The Bulls offer America's most livable great city, Michael Jordan's aura, the Billy Goat Tavern and an autographed Vinny del Negro hair pick.
These teams, sadly, have underestimated the competition. They are in no way prepared for the Minnesota Timberwolves' shock-and-awe offensive.
If only the Wolves could get LeBron James to fly in for a visit, imagine his reaction to what Wolves GM David Kahn has planned for him:
A tour of Target Center, and a meet-and-greet with Glen Taylor.
Seriously, that's Kahn's game plan -- to introduce future billionaires to the Twin Cities' worst sports venue and worst owner.
If only the Wolves were offering a full-body cavity search. Then they would have the Triple Crown of free-agent selling points. LeBron, you can have all of this and frostbite, too!
When you're as bad as the Wolves have been for the past five years, there are all kinds of traps you can fall into, and they're all borne of desperation.
The stickiest trap of all: Players outside of your organization look good, because they're better than what you've got. It's the basketball version of beer goggles.
Kahn said the first free agents to visit Minneapolis would be Knicks power forward David Lee and Grizzlies small forward Rudy Gay. Gay, frightened by the fate that has befallen everyone who has shaken Taylor's hand in the past five years (Kevin McHale, Flip Saunders, Randy Wittman, Dwane Casey, Kevin Garnett, Randy Foye, Troy Hudson, Ndudi Ebi, and, I think, that guy who turned into an alien in "District 9") immediately re-signed with Memphis just so his agent wouldn't make him fly to Minnesota.
Lee might fit the Wolves' supposed philosophy of rebounding and running, and he was highly productive last year.
That's what makes him such a risk. Beware of players who accumulate big numbers on bad teams.

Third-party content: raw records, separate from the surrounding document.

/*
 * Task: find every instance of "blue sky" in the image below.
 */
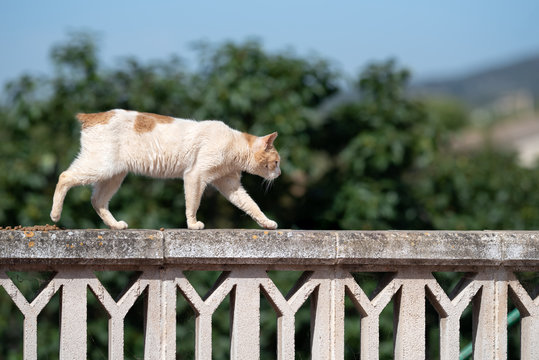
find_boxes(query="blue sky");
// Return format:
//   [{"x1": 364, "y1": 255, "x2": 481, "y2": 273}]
[{"x1": 0, "y1": 0, "x2": 539, "y2": 84}]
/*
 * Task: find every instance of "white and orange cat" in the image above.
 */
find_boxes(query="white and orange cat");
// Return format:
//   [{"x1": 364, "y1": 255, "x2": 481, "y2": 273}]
[{"x1": 51, "y1": 110, "x2": 281, "y2": 229}]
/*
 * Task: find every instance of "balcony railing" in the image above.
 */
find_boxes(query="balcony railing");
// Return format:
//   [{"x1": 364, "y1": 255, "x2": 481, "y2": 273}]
[{"x1": 0, "y1": 230, "x2": 539, "y2": 360}]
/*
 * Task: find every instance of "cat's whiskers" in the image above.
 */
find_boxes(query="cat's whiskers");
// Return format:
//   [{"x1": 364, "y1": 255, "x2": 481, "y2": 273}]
[{"x1": 262, "y1": 179, "x2": 275, "y2": 194}]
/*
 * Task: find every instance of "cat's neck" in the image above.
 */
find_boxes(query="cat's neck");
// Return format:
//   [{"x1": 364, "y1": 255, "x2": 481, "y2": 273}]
[{"x1": 235, "y1": 133, "x2": 257, "y2": 174}]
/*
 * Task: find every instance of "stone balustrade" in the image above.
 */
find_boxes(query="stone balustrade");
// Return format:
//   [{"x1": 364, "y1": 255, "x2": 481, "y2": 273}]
[{"x1": 0, "y1": 230, "x2": 539, "y2": 360}]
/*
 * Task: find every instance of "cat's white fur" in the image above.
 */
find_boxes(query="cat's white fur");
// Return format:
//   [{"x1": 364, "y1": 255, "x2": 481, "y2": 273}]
[{"x1": 51, "y1": 110, "x2": 281, "y2": 229}]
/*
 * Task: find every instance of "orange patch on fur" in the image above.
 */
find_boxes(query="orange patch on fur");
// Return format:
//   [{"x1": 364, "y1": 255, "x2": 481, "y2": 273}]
[
  {"x1": 135, "y1": 113, "x2": 174, "y2": 133},
  {"x1": 77, "y1": 111, "x2": 114, "y2": 129}
]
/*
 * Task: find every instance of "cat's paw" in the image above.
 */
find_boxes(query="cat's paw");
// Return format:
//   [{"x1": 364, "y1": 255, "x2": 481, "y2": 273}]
[
  {"x1": 187, "y1": 221, "x2": 204, "y2": 230},
  {"x1": 259, "y1": 219, "x2": 277, "y2": 230},
  {"x1": 51, "y1": 210, "x2": 62, "y2": 222},
  {"x1": 110, "y1": 221, "x2": 128, "y2": 230}
]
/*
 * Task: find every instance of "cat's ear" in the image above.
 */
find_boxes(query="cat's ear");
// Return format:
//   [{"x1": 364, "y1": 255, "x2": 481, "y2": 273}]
[{"x1": 262, "y1": 131, "x2": 278, "y2": 150}]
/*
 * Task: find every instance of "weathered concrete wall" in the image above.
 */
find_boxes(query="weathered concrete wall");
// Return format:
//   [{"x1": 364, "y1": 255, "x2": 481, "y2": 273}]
[
  {"x1": 0, "y1": 230, "x2": 539, "y2": 266},
  {"x1": 0, "y1": 230, "x2": 539, "y2": 360}
]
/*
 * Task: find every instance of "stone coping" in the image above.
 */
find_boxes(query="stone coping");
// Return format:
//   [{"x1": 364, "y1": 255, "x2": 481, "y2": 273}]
[{"x1": 0, "y1": 229, "x2": 539, "y2": 268}]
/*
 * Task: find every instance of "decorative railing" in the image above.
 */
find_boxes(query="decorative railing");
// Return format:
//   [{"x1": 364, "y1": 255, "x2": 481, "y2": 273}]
[{"x1": 0, "y1": 230, "x2": 539, "y2": 360}]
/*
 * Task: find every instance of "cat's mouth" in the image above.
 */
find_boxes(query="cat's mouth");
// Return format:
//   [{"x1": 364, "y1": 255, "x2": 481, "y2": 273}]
[{"x1": 266, "y1": 168, "x2": 281, "y2": 181}]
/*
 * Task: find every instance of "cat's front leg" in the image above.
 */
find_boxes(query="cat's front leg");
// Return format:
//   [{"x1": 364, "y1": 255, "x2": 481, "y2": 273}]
[
  {"x1": 213, "y1": 174, "x2": 277, "y2": 230},
  {"x1": 183, "y1": 171, "x2": 206, "y2": 230}
]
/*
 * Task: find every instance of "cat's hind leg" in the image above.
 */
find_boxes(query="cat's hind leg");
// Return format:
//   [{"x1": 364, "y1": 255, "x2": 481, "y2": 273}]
[
  {"x1": 51, "y1": 169, "x2": 86, "y2": 222},
  {"x1": 183, "y1": 171, "x2": 206, "y2": 230},
  {"x1": 92, "y1": 173, "x2": 128, "y2": 230}
]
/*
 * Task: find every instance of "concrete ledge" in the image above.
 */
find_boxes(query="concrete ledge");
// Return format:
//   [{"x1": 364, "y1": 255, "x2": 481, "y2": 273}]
[
  {"x1": 0, "y1": 230, "x2": 539, "y2": 268},
  {"x1": 0, "y1": 230, "x2": 163, "y2": 265}
]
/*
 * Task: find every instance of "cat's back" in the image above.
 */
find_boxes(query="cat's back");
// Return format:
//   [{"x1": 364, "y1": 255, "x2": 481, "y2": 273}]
[{"x1": 77, "y1": 109, "x2": 237, "y2": 177}]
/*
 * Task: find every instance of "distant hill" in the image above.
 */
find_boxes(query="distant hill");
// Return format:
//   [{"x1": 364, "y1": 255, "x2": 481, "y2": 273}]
[{"x1": 411, "y1": 54, "x2": 539, "y2": 107}]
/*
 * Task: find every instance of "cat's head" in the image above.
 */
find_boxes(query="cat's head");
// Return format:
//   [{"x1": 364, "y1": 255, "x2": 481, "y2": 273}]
[{"x1": 250, "y1": 132, "x2": 281, "y2": 180}]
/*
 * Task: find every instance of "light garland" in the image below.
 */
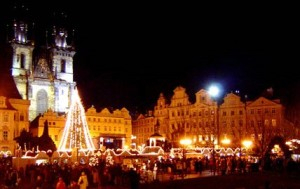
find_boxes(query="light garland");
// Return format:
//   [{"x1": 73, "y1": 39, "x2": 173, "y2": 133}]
[{"x1": 57, "y1": 89, "x2": 95, "y2": 151}]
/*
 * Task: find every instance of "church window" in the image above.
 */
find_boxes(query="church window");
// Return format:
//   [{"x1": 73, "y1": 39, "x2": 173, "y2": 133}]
[
  {"x1": 36, "y1": 90, "x2": 48, "y2": 114},
  {"x1": 20, "y1": 113, "x2": 24, "y2": 121},
  {"x1": 3, "y1": 131, "x2": 8, "y2": 140},
  {"x1": 20, "y1": 54, "x2": 25, "y2": 68},
  {"x1": 3, "y1": 113, "x2": 8, "y2": 122},
  {"x1": 60, "y1": 59, "x2": 66, "y2": 73}
]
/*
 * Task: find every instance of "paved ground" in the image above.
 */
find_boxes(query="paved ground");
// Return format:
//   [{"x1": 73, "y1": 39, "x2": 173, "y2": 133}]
[{"x1": 0, "y1": 171, "x2": 300, "y2": 189}]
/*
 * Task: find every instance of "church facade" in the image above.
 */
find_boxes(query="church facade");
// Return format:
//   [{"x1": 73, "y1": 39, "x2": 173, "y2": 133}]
[{"x1": 9, "y1": 20, "x2": 76, "y2": 121}]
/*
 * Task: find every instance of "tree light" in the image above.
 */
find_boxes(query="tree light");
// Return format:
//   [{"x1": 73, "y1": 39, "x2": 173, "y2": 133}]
[{"x1": 208, "y1": 85, "x2": 220, "y2": 97}]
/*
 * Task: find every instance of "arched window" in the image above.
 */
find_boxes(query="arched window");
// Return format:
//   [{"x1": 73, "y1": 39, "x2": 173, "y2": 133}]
[
  {"x1": 60, "y1": 59, "x2": 66, "y2": 73},
  {"x1": 20, "y1": 54, "x2": 26, "y2": 68},
  {"x1": 36, "y1": 90, "x2": 48, "y2": 115}
]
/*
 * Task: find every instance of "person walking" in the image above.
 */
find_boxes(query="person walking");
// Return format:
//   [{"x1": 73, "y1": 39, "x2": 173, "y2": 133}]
[
  {"x1": 55, "y1": 177, "x2": 67, "y2": 189},
  {"x1": 78, "y1": 172, "x2": 89, "y2": 189}
]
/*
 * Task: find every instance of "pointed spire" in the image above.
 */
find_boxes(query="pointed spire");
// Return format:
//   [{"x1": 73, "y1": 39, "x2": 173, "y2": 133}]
[{"x1": 42, "y1": 120, "x2": 49, "y2": 136}]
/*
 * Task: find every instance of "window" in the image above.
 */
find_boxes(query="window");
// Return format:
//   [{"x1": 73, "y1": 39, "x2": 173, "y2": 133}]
[
  {"x1": 3, "y1": 131, "x2": 8, "y2": 140},
  {"x1": 60, "y1": 59, "x2": 66, "y2": 73},
  {"x1": 20, "y1": 113, "x2": 24, "y2": 121},
  {"x1": 20, "y1": 54, "x2": 26, "y2": 68},
  {"x1": 257, "y1": 109, "x2": 261, "y2": 114},
  {"x1": 3, "y1": 113, "x2": 8, "y2": 122},
  {"x1": 239, "y1": 110, "x2": 243, "y2": 115}
]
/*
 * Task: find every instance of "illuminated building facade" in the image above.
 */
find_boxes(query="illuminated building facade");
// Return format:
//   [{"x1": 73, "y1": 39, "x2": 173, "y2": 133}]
[
  {"x1": 0, "y1": 68, "x2": 30, "y2": 153},
  {"x1": 133, "y1": 86, "x2": 299, "y2": 151},
  {"x1": 9, "y1": 20, "x2": 76, "y2": 121},
  {"x1": 30, "y1": 106, "x2": 132, "y2": 149},
  {"x1": 86, "y1": 106, "x2": 132, "y2": 150},
  {"x1": 132, "y1": 113, "x2": 156, "y2": 147}
]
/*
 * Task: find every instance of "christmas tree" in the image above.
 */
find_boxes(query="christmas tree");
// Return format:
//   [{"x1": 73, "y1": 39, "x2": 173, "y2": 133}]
[{"x1": 57, "y1": 89, "x2": 95, "y2": 152}]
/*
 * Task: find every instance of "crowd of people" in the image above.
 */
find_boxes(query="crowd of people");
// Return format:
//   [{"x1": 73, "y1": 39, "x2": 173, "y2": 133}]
[{"x1": 0, "y1": 156, "x2": 298, "y2": 189}]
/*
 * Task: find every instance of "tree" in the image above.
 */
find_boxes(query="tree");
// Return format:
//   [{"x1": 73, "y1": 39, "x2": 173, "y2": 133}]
[{"x1": 14, "y1": 129, "x2": 35, "y2": 150}]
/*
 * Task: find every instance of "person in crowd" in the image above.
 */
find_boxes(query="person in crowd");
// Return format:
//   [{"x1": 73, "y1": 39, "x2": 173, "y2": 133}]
[
  {"x1": 55, "y1": 177, "x2": 67, "y2": 189},
  {"x1": 78, "y1": 171, "x2": 89, "y2": 189}
]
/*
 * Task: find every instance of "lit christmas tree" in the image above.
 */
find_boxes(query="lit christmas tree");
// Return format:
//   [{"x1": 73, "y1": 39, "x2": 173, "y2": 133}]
[{"x1": 57, "y1": 89, "x2": 95, "y2": 151}]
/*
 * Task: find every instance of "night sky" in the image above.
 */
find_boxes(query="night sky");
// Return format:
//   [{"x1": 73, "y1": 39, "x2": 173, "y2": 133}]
[{"x1": 0, "y1": 1, "x2": 300, "y2": 112}]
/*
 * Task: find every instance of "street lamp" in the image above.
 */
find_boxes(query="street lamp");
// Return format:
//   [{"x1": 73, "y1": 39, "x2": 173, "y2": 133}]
[
  {"x1": 242, "y1": 140, "x2": 252, "y2": 155},
  {"x1": 180, "y1": 138, "x2": 192, "y2": 159},
  {"x1": 208, "y1": 84, "x2": 220, "y2": 148}
]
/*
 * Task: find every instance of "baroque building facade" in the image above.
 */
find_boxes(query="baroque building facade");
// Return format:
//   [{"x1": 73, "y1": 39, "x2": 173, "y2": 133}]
[
  {"x1": 9, "y1": 20, "x2": 76, "y2": 121},
  {"x1": 133, "y1": 86, "x2": 299, "y2": 150},
  {"x1": 30, "y1": 106, "x2": 132, "y2": 150}
]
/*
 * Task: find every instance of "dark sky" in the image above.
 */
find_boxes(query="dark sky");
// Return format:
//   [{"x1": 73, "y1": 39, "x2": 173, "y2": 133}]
[{"x1": 0, "y1": 0, "x2": 300, "y2": 111}]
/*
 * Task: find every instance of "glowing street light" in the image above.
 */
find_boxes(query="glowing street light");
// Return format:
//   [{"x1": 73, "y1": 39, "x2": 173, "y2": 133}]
[
  {"x1": 208, "y1": 84, "x2": 220, "y2": 145},
  {"x1": 221, "y1": 137, "x2": 231, "y2": 145},
  {"x1": 179, "y1": 138, "x2": 192, "y2": 159},
  {"x1": 242, "y1": 140, "x2": 253, "y2": 155}
]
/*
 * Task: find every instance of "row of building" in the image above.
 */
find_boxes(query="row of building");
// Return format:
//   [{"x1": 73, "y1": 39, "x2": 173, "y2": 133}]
[{"x1": 0, "y1": 14, "x2": 299, "y2": 157}]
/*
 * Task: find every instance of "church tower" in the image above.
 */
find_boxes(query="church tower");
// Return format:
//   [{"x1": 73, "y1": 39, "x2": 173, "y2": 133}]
[
  {"x1": 10, "y1": 12, "x2": 76, "y2": 121},
  {"x1": 11, "y1": 20, "x2": 34, "y2": 100}
]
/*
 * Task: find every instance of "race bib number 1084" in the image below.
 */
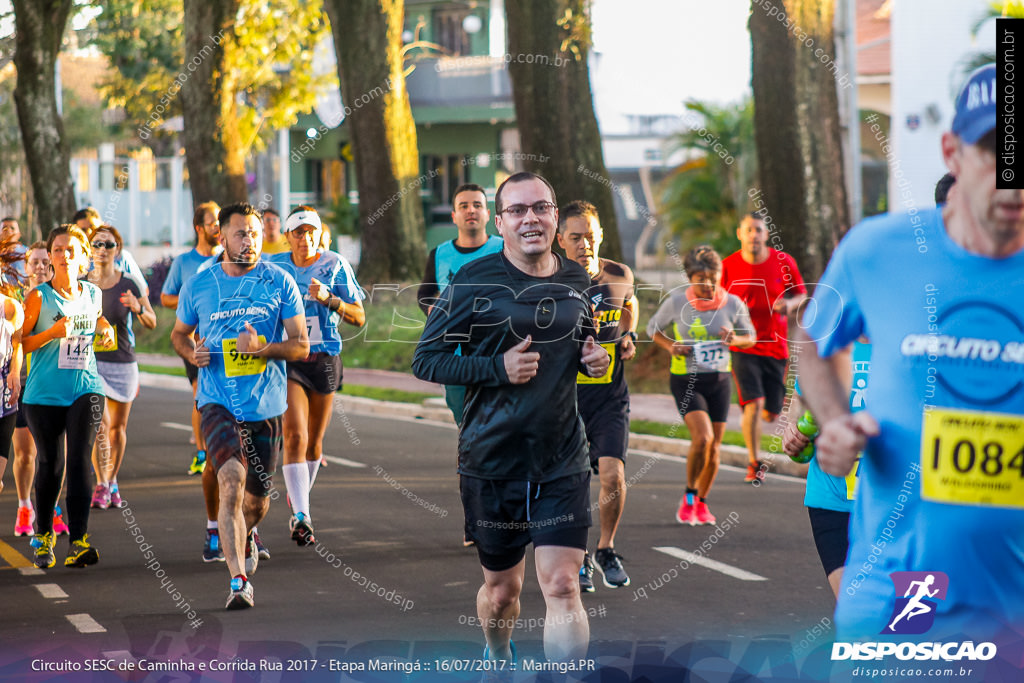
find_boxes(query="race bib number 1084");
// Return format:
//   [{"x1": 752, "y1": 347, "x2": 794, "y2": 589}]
[{"x1": 921, "y1": 409, "x2": 1024, "y2": 508}]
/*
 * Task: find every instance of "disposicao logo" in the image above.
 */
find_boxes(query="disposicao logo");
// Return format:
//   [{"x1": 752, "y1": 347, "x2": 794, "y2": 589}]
[
  {"x1": 831, "y1": 571, "x2": 996, "y2": 661},
  {"x1": 882, "y1": 571, "x2": 949, "y2": 635}
]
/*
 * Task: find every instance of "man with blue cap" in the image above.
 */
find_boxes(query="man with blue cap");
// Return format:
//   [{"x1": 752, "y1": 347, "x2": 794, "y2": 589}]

If they can be that productive without winning games, that probably means they don't make their teammates better.
Also, Lee built his numbers playing in Mike D'Antoni's run-and-gun offense, meaning there were more points and rebounds available to him each game than to the average player on the average team.
Do we even need to mention that Lee plays the same position as Kevin Love and Al Jefferson, two more guys who put up numbers on a terrible team?
There is a vast gap between the Wolves becoming better (which means winning more than 15 games) and becoming contenders (which means winning 40 to 50 games). Lee would make the Wolves better without making them competitive.
This will not be an easy summer for the Wolves. As a business, they can't survive another season of fan apathy. As a basketball operation, they can't afford to panic, rush, and overspend on lesser free agents, and go right back to being a mediocre team saddled with bad contracts.
In short, they may be stuck, unless LeBron or Wade suddenly decides he needs to be in closer proximity to Crunch, Taylor's death grip and black ice.